12 Haziran seçimleri yaklaşırken sürekli partiler ve adaylarla ilgili yorumlar yaptık. Peki ya seçmen.
Aslında her ne kadar Türkiye’nin kaderini; geneli lokalleştirirsek Erzurum’un kaderini genel başkanlar belirliyor olsa da aslında kararı veren, sandık başına gidip oy kullanan kuşkusuz vatandaş olarak bizleriz. Adaylara yada partilere yüklendiğimiz ve eleştirdiğimiz kadar kendimizi de eleştirmek durumundayız.
12 Haziran seçimleri yaklaşıyor. Hangi partiye, hangi adaya ne tür kıstaslarla oy vereceğiz. Eğer Türkiye’nin gelişmiş illeri arasında yer almak istiyorsak, daha fazla hizmet almak istiyorsak yapacağımız iş aslında doğru partiye, doğru adaya oy vermekten geçiyor.

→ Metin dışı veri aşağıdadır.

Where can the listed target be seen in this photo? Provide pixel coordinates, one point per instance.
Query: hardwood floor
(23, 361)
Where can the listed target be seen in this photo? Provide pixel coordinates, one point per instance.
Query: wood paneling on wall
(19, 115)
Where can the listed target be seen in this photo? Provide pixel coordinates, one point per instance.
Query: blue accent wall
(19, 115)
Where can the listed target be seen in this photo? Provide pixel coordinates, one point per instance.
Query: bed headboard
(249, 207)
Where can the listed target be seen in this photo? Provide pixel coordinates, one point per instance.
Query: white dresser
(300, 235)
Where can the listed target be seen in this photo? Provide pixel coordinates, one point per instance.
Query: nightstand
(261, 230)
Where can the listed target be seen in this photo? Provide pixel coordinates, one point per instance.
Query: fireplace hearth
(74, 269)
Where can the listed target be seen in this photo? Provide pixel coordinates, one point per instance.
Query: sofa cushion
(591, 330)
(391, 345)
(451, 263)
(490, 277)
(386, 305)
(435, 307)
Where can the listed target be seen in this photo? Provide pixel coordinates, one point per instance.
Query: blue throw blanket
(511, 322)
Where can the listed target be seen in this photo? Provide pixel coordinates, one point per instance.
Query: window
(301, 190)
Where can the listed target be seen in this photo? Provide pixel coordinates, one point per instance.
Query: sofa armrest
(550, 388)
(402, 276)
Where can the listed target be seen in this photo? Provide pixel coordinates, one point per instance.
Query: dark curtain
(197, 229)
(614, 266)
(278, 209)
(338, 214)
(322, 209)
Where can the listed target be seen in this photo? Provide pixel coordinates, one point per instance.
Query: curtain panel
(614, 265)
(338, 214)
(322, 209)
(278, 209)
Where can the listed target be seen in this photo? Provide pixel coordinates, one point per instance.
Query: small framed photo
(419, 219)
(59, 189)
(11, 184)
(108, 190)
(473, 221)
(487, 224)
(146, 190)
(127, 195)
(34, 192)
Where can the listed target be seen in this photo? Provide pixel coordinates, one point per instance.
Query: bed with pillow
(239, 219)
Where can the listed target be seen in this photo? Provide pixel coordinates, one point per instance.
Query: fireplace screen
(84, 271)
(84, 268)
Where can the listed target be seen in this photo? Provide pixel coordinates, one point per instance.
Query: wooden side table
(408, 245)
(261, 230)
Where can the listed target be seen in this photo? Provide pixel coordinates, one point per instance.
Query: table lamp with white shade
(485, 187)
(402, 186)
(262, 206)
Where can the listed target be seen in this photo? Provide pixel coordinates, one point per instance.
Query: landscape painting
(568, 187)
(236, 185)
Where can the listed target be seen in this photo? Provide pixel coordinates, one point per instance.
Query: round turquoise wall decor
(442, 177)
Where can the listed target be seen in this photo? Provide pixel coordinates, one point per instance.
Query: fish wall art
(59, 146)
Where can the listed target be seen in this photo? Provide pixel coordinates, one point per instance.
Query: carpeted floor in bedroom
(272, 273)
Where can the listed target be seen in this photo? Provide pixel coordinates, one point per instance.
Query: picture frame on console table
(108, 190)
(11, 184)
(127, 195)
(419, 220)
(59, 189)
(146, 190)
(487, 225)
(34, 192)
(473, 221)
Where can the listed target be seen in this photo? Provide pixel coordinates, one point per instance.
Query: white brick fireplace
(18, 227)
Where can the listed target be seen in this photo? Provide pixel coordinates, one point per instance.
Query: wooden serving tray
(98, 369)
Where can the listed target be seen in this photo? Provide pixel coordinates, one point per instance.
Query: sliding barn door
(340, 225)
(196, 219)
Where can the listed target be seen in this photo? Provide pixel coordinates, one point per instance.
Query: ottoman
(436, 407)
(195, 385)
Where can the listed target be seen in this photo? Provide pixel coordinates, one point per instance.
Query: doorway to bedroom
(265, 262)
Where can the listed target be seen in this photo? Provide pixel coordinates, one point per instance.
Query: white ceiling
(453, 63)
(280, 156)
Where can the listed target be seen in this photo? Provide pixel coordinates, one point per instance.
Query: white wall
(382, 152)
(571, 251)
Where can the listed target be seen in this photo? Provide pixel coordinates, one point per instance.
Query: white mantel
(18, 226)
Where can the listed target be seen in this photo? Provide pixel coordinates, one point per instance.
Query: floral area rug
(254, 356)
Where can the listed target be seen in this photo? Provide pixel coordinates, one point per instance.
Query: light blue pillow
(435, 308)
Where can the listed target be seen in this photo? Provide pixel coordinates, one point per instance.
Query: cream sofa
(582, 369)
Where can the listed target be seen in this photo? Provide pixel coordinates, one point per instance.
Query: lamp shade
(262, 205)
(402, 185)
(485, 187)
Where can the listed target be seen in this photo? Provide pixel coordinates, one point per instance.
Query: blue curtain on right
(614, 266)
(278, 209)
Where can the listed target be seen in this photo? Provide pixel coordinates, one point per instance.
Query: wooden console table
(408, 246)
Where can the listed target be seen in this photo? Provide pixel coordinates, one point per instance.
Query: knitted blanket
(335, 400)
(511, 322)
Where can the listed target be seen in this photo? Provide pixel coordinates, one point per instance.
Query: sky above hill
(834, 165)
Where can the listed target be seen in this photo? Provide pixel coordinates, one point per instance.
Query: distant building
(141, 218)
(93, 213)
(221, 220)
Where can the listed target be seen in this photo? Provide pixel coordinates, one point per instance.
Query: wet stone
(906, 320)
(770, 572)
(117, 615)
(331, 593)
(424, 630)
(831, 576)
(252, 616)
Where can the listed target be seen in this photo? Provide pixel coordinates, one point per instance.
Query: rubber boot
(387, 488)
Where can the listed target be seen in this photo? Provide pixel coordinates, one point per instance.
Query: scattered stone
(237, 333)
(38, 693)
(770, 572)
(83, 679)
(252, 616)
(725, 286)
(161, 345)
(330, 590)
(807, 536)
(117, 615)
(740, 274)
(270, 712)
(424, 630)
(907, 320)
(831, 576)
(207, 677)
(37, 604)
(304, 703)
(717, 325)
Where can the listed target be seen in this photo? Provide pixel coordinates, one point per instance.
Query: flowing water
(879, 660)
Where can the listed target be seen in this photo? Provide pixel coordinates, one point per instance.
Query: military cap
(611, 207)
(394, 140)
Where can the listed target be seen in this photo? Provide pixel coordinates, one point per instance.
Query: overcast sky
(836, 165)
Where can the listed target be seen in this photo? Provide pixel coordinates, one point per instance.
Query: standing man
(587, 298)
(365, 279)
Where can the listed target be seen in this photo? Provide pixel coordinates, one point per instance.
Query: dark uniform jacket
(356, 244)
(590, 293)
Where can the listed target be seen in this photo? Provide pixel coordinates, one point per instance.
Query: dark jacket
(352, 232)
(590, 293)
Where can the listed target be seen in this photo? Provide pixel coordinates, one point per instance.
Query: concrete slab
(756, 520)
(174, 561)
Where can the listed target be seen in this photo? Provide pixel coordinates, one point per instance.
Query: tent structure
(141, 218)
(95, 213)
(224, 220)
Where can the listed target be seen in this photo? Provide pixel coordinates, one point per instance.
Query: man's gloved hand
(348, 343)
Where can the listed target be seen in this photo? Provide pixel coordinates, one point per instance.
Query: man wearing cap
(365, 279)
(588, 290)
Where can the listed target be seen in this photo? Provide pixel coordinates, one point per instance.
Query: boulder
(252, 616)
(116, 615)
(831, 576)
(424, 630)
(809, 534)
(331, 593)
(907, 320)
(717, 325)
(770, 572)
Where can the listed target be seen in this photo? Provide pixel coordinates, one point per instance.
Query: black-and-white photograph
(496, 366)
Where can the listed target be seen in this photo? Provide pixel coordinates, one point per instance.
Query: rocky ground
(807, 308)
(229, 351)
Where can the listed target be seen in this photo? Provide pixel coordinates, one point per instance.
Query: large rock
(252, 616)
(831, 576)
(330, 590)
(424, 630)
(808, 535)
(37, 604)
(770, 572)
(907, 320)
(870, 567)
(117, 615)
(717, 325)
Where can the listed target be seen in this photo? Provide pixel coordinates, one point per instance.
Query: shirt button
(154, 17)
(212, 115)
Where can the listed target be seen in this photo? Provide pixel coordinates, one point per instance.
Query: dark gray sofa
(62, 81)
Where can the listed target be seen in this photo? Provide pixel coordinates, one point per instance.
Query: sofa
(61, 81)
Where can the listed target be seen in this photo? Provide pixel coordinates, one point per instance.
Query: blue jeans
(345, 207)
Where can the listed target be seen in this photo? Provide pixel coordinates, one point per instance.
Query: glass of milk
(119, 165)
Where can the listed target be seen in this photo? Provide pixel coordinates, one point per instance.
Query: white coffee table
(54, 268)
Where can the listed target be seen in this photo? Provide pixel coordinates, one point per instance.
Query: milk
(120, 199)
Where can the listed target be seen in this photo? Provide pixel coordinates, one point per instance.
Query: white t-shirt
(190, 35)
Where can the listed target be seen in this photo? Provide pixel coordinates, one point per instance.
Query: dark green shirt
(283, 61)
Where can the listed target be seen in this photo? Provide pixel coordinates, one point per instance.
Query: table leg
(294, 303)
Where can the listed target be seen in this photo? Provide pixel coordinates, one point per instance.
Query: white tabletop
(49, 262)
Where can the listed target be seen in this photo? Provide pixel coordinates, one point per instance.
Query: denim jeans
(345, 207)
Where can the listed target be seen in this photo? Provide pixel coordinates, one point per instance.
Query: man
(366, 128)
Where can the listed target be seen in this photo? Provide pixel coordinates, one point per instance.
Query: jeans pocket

Körü körüne takım tutar gibi oy kullanmaktan bir adım öteye geçerek; Hangi parti genel başkanı ne söylüyor? Erzurum özelinde şimdiye kadar hangi parti ne tür hizmetler vermiş? Adayların hem Erzurum özelinde hem de ülke genelindeki meselelere yaklaşımları nasıl? Bütün soruların cevaplarını aldıktan sonra oy vermek gelişmiş toplumların yaptığı iştir.
“Ben babamdan gördüğüm partiye oy veririm başka parti bilmem. 40 yıllık partimi nasıl değiştireyim, ne yanlış yapmış olurlarsa olsunlar. Falanca adayın bende hatırı büyük ben hatırını kıramam götürüp ona oy vereceğim.
Bizim köyde ağam ne derse o olur, o kimi işaret ederse oyumuzu veririz. ” Söylemleri ve bu düşünce ekseninde verilen oylar Erzurum’a hizmet olarak geri dönmüyor. Siyasi Parti Liderlerinin konuşmaları üzerinden ülke meseleleri ve adayların sohbetlerinden de Erzurum meselelerine yaklaşımları çok iyi irdelemek şart.